Thermal motions on the molecular scale are not just useless noise, discovers Philip Ball

Thermal motions on the molecular scale are not just useless noise, discovers Philip Ball

Ludwig Boltzmann expressed the ambition to become a ’Darwin of matter’ by explaining how random molecular fluctuations could give rise to organisation. He was deeply impressed by Darwin’s mechanism for converting random variations into what seemed like a progression towards order and complexity - he even called Darwinism a ’fight for negative entropy’. Yet Boltzmann’s name is generally linked only to the first part of that equation: the nature of the thermal fluctuations that impose randomness at the molecular scale.

Over the past decade or so, it has become clear that this ’noise’ can be harnessed to drive non-random processes. Brownian ratchets are devices that use Brownian motion to move molecules or small particles in a selected direction. They appear to violate the second law of thermodynamics, since they produce a kind of order ’for free’. Rectifying the erratic drunkard’s walk of molecules to create directional transport appears to demand Maxwell’s demon, which opens a door to admit particles travelling one way but not the opposite. That is in a sense what Brownian ratchets do - but not without an expenditure of energy that keeps the second law intact.

The idea of a Brownian ratchet is so simple that it’s surprising they were not discovered by the likes of Boltzmann and Maxwell. The key to directionality is an asymmetric environment, in which it is harder for a randomly diffusing molecule to move in one direction than in another. The classic example is a saw-tooth-shaped potential, with a shallow slope up which a molecule can ’climb’ quite easily, and a sharp slope that presents a less easily surmountable barrier in the other direction. Over time, the wandering molecule moves in the direction of the ascending shallow slope.

Tiny devices like this have been made by micromachining. In one example, a series of bottlenecks in a narrow silicon channel, with different tapers on each side of the necks, enabled one-way transport of microparticles when pumped with an oscillating pressure (there’s the second-law-preserving energy input).1 Single molecules of DNA have been transported this way by using electric fields to bias the direction of diffusion.2,3 A particularly intriguing variant, as yet purely theoretical, is a water pump that transports water through a carbon nanotube by means of three asymmetrically placed charges just outside the tube along its length.4 Simulations indicate that the charges (immobilised ions, say) induce ordering of the water molecules in the nanochannel, and spontaneously bias its flow. This architecture was inspired by the structure of the membrane protein aquaporin, which regulates water flow in cells. The directionality appears to challenge thermodynamic propriety, but the device is not truly passive: energy is needed to maintain the charges in position.

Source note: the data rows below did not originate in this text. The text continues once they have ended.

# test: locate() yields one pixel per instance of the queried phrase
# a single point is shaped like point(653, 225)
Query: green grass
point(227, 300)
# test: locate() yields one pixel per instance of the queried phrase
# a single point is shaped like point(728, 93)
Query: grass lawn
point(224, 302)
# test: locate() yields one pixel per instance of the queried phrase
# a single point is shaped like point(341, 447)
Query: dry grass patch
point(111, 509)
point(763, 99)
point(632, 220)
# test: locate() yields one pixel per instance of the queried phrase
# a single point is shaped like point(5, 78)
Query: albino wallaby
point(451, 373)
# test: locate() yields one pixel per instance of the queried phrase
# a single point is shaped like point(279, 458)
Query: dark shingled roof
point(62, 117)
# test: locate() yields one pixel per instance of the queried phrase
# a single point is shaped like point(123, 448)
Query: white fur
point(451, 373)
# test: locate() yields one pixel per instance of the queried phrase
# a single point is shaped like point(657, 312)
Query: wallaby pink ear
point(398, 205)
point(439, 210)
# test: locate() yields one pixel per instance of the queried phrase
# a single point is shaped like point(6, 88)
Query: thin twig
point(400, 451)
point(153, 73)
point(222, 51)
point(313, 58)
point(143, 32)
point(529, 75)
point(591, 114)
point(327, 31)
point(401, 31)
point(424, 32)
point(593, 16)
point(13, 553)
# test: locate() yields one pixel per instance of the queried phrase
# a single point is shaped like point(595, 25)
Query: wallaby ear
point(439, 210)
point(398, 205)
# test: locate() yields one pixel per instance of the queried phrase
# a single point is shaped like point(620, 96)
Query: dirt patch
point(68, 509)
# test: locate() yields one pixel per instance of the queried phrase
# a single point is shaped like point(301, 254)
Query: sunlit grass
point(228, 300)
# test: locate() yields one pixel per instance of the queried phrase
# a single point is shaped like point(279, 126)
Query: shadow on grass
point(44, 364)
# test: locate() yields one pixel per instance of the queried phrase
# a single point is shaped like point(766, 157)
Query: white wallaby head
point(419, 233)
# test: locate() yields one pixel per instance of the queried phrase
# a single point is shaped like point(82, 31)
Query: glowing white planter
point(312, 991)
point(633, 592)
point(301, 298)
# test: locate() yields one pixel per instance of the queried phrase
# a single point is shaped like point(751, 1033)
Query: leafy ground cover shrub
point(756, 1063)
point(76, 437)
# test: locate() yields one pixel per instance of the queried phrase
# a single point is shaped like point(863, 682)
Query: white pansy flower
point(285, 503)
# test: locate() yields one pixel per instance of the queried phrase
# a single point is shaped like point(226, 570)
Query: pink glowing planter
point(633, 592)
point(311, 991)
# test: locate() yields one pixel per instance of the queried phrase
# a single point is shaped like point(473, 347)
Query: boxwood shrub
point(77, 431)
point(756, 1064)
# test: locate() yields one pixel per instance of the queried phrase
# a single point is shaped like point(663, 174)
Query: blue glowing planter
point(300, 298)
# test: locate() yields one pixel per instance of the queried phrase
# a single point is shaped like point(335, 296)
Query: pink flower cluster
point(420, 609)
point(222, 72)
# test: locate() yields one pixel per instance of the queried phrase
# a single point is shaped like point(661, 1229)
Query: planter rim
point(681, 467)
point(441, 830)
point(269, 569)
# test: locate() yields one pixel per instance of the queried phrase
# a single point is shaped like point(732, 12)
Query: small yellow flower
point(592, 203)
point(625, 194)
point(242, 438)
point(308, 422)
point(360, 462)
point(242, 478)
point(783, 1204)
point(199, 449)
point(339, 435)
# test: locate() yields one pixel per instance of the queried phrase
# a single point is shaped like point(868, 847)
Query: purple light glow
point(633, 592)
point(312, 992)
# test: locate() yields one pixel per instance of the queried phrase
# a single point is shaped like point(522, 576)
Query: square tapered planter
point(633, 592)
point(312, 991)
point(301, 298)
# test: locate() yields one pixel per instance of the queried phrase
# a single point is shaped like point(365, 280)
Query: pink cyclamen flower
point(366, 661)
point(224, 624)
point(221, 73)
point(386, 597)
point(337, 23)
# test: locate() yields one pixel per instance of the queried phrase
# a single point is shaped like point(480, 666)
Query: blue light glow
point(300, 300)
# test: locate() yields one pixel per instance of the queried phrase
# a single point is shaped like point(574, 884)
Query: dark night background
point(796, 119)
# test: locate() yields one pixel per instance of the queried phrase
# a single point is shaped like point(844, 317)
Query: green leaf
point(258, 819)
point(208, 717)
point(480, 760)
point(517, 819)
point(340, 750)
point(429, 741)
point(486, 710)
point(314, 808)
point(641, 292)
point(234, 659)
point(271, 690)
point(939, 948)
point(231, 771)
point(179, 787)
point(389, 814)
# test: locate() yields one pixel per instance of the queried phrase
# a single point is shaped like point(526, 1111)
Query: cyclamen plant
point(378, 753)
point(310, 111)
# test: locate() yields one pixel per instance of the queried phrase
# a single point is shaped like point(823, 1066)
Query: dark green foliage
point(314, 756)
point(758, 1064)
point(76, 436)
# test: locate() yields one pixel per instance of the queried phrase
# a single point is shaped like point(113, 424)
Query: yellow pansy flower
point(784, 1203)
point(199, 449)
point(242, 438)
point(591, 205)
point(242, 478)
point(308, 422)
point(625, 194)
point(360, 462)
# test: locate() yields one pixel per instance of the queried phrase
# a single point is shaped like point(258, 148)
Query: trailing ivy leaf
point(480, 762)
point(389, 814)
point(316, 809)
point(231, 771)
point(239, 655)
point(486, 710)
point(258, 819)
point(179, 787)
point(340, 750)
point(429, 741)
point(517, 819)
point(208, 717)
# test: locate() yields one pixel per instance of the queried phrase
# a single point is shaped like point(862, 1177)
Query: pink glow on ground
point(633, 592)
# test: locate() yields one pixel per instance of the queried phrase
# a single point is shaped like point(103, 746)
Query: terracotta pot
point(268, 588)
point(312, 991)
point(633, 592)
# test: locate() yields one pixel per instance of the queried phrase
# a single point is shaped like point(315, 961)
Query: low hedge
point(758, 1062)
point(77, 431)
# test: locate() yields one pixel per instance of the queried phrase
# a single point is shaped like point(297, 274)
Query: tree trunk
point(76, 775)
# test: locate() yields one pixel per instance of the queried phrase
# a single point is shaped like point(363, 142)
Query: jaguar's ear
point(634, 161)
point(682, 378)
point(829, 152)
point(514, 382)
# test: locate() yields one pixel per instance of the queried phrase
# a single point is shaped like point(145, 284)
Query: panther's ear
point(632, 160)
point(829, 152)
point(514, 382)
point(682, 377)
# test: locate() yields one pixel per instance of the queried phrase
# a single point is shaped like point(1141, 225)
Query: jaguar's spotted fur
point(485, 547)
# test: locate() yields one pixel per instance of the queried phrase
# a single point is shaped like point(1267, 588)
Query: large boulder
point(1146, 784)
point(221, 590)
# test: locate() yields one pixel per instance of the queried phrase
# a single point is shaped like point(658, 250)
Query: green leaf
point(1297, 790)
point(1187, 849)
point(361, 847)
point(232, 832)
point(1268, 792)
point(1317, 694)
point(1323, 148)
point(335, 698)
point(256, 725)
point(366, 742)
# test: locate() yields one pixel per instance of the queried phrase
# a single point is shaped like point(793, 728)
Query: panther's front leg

It looks virtually certain that nature uses Brownian ratchets. The movement of RNA polymerase on DNA during replication seems to use such a bias to keep the sliding enzyme moving the right way on average. Whether motor proteins harness the phenomenon has been a matter of much debate, but that now seems likely in some form. Biophysicist George Oster has gone so far as to dub them ’Darwin’s motors’, alluding to the way they ’select’ from Boltzmann’s variations.5

Luca Angelani and colleagues at the University of Rome ’La Sapienza’ have described a new twist on such biologically driven micromotors. Their simulations suggest that tiny rotors with asymmetric teeth will turn in a chosen direction in a ’bath’ of tumbling bacteria, owing to the way the saw-tooth structure converts random impacts of cells into one-way rotation.6 Here the directional motion is transferred to the asymmetric environment itself. It looks at first like more of the same, yet is subtly different because the impacting particles are not randomly diffusing but are self-propelled by their own energy source. In both cases directional motion is the result of the breaking of time-reversal symmetry, but whereas for Brownian diffusion this is due to an external energy source, the bacterial propulsion mechanism renders the basic particle motions themselves time-irreversible. The experiments themselves are not so hard, and rumour has it that these little wheels will soon be spinning for real.